Today's Editorial - 01 October 2024

Anti-India business sentiment

Source: By Hemant Adlakha: The Indian Express

External Affairs Minister S Jaishankar recently said that India’s economic relationship with China is “very unfair and very unbalanced”, as “we don’t have the same market access there, while they have much better market access in India.” Jaishankar was speaking at the Global Centre for Security Policy in Geneva earlier in September.

India has a growing trade deficit with China. Chinese imports surpassed $100 billion in FY24, while India’s exports barely crossed $16 billion in the last financial year.

However, increasingly, public sentiment seems to be rising in China against doing business with India. Why has this happened, and what are sections of the Chinese public saying?

Many Indians, including students studying in China, are often surprised by the negative portrayal of India in the Chinese media. However, to understand the opinion of the common Chinese public, social media can be an interesting window.

Chinese social media is a vibrant and lively arena where users freely comment on major international affairs, and India and Indians feature frequently.

Beijing-based media professional Mu Chunshan, who has been reporting and analysing foreign affairs for over two decades, believes that while in general, the Chinese have no malice towards India, the border dispute between the neighbours is a sticking point.

The Chinese perception is that India has besieged and contained China with the support of the West, joining the Quad for this purpose.

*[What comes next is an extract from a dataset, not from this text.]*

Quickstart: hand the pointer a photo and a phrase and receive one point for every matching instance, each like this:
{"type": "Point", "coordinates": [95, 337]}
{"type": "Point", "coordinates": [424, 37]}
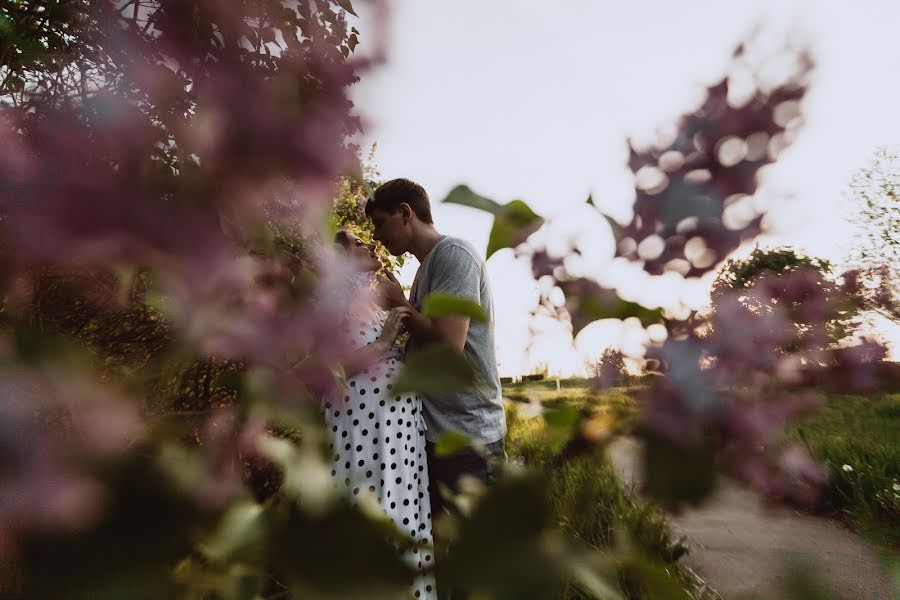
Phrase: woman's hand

However, while most Chinese people do not like to see India get too close to the United States, they believe under Prime Minister Narendra Modi, India can maintain a balance among major countries in the world, including Russia, the United States, and the Global South.

Many Chinese netizens look at Indians with envy, for they believe most Indians have a happy-go-lucky attitude towards life whereas the Chinese are always griping. No wonder that Bollywood movies like Dangal, 3 Idiots, Bajrangi Bhaijaan, etc. grossed millions of dollars in China.

Other things many Chinese appreciate is that Indian billionaires seem richer than China’s, most Indian women seem to have a golden bracelet or earring to flaunt, and India is doing very well in its Mars programme. India’s high rape statistics and the caste system, however, do come in for frequent condemnation.

‘Hostile attitude towards China’

Amid these broad trends, recently, in experts’ opinions, social media comments, and the ‘letter to the editor’ sections of news portals, there’s a renewed debate on whether or not to decouple the economy of China from India, especially making investments in India. The debate was heightened after a recent report in Bloomberg that China had asked its carmakers not to export their EV technology.

In China, the popular digital news daily guancha.cn carried an article titled ‘Don’t export industrial capacity to India’, by Ning Nanshan. The article claimed that in the past three-four years, the Indian government has been “victimising” and “harassing” several Chinese companies operating in India, including Xiaomi, OPPO, Vivo, etc. It also mentioned the ban on Chinese apps and businesses like TikTok in India.

If we look at the Chinese readers’ views and comments on this article, they can be divided into two categories.

One set of opinions is critical of the attitude and approach of Chinese businesses overseas in general. “There is still no strict control and review mechanism for Chinese companies’ overseas investment and exports. Europeans and Americans do not believe in an absolute free market economy, but the Chinese are still fooled into believing in it. Is this dereliction of duty?” one reader wrote.

Or consider this, “There are some leaders of state-owned enterprises in China who only consider their personal achievements, and some private capitalists [in China] who only see profits, are full of unstoppable desires and greed. In their eyes, short-term profits are more important than anything else”; “China must resolutely put an end to technology exports in the fields of automobiles, new energy technologies, high-speed rail, etc. The government must regulate from the legislative level.”

The other set of opinions is specifically targeting India. Many Chinese are convinced that if “we export industrial capabilities to India and help India build infrastructure and industrial chains, that would mean we are helping India and the US join forces to damage our own industrial supply chain.